Добавить в цитаты Настройки чтения

Страница 10 из 10

— Иногда, ваше величество, и в подневольном браке муж с женой исподволь сживаются, — заметил Головкин.

— А что, Гаврила, должно быть, ты такой брак затеваешь, если московскую старину стал подхваливать? — шутливо спросил Петр.

— Замышлять не замышляю, а случиться может. Метит, сказать по правде, на младшую мою дочурку князь Никита Юрьевич Трубецкой[47], да не знаю, как сладится. Стар он для Настюшки. Спрашивал я ее как-то, хочет ли она пойти за него, а она отвечает: «Мне все равно, батюшка, как твоя воля будет». Она такая у меня мирная и покорная, а Аннушка, ваше величество, потверже будет; были у нее подходящие женихи, да упрямится, а младшую прежде старшей венчать как-то не приходится, из-за нее и Настенька в девках сидит. Уж не знаю, как полажу с нею, а насчет Павла Ивановича — кажись, он ей не противен.
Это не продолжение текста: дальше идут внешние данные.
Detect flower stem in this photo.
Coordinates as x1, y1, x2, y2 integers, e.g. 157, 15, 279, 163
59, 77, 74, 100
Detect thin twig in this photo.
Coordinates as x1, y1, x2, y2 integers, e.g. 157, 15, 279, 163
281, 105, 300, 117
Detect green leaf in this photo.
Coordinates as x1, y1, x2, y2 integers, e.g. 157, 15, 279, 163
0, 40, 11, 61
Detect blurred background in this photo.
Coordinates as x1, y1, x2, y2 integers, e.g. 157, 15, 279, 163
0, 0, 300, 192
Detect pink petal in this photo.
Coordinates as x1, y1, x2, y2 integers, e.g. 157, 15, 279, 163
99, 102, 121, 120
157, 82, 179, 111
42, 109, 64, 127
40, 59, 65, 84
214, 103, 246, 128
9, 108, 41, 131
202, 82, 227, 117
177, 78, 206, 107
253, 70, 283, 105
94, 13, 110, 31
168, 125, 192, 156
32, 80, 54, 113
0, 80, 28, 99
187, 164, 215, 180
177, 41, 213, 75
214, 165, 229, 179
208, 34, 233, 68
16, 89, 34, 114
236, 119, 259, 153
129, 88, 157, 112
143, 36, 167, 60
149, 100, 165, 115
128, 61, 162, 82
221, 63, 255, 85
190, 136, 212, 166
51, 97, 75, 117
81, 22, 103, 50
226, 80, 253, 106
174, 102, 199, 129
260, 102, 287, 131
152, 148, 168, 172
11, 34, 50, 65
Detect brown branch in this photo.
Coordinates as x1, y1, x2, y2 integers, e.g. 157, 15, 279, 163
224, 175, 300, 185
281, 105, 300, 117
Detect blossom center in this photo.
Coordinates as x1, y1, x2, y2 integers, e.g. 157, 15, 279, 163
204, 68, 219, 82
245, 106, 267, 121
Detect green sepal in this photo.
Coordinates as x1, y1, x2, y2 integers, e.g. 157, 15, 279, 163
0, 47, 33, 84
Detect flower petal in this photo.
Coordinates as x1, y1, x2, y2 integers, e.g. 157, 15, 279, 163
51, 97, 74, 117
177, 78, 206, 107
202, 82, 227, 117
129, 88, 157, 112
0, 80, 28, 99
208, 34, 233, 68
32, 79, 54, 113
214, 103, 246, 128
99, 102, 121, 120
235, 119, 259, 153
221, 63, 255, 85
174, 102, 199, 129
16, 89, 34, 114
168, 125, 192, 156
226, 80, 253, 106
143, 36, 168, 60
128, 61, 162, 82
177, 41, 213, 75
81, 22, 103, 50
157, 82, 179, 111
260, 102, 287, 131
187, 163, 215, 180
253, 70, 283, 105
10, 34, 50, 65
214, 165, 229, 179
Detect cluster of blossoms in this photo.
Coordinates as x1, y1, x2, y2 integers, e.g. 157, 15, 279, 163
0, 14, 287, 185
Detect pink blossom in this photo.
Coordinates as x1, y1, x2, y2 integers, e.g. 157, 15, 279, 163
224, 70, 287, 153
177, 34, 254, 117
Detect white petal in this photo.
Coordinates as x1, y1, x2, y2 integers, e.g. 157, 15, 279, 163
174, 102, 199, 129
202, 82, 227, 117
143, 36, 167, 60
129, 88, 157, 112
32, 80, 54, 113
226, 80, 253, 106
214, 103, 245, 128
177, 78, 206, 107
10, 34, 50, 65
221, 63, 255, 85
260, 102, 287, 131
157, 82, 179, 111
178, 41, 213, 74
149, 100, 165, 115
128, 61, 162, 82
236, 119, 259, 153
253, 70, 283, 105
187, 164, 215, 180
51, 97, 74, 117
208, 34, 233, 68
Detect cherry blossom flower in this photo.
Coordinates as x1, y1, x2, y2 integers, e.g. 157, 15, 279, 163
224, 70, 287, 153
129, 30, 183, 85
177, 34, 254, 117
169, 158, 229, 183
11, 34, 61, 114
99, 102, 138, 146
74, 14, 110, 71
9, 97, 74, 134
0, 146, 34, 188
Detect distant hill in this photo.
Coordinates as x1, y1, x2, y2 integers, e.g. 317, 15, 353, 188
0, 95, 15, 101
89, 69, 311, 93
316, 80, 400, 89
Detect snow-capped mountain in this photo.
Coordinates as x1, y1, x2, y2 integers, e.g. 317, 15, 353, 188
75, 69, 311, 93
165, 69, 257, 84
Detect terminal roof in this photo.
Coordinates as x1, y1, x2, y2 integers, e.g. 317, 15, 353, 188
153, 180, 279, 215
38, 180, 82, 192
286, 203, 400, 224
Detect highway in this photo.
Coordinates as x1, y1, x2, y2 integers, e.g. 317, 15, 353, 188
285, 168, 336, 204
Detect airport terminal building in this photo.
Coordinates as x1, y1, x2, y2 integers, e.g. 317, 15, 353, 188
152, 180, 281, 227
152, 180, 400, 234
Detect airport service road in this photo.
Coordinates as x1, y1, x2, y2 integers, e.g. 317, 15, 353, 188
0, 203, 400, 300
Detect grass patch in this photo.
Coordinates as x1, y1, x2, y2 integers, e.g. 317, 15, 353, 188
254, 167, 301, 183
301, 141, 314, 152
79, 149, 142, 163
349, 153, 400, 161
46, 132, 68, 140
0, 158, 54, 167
А в случае ее отказа ты, государь, ее заставь, для тебя она и против своей охоты пойдет за графа.

— С чего я буду ее приневоливать? Издал я, как тебе сейчас напомнил, указ против принудительных браков, издал и обязан наказывать нарушителей его, а от них же, Господи, первый есмь аз! — смиренно добавил Петр. — Берусь я за сватовство, да при этом забываю, что у нас воле царской воспротивиться никто не посмеет и что Аннушка, если не желает, все-таки выйдет за Ягужинского. Насильствую, пользуясь моею властью, ее девическую волю. Вот тебе и указ! Позови-ка ее ко мне, а я поговорю с ней сам, да вели ей, кстати, поднести мне и чарочку анисовки.

Головкин опрометью кинулся исполнять приказание.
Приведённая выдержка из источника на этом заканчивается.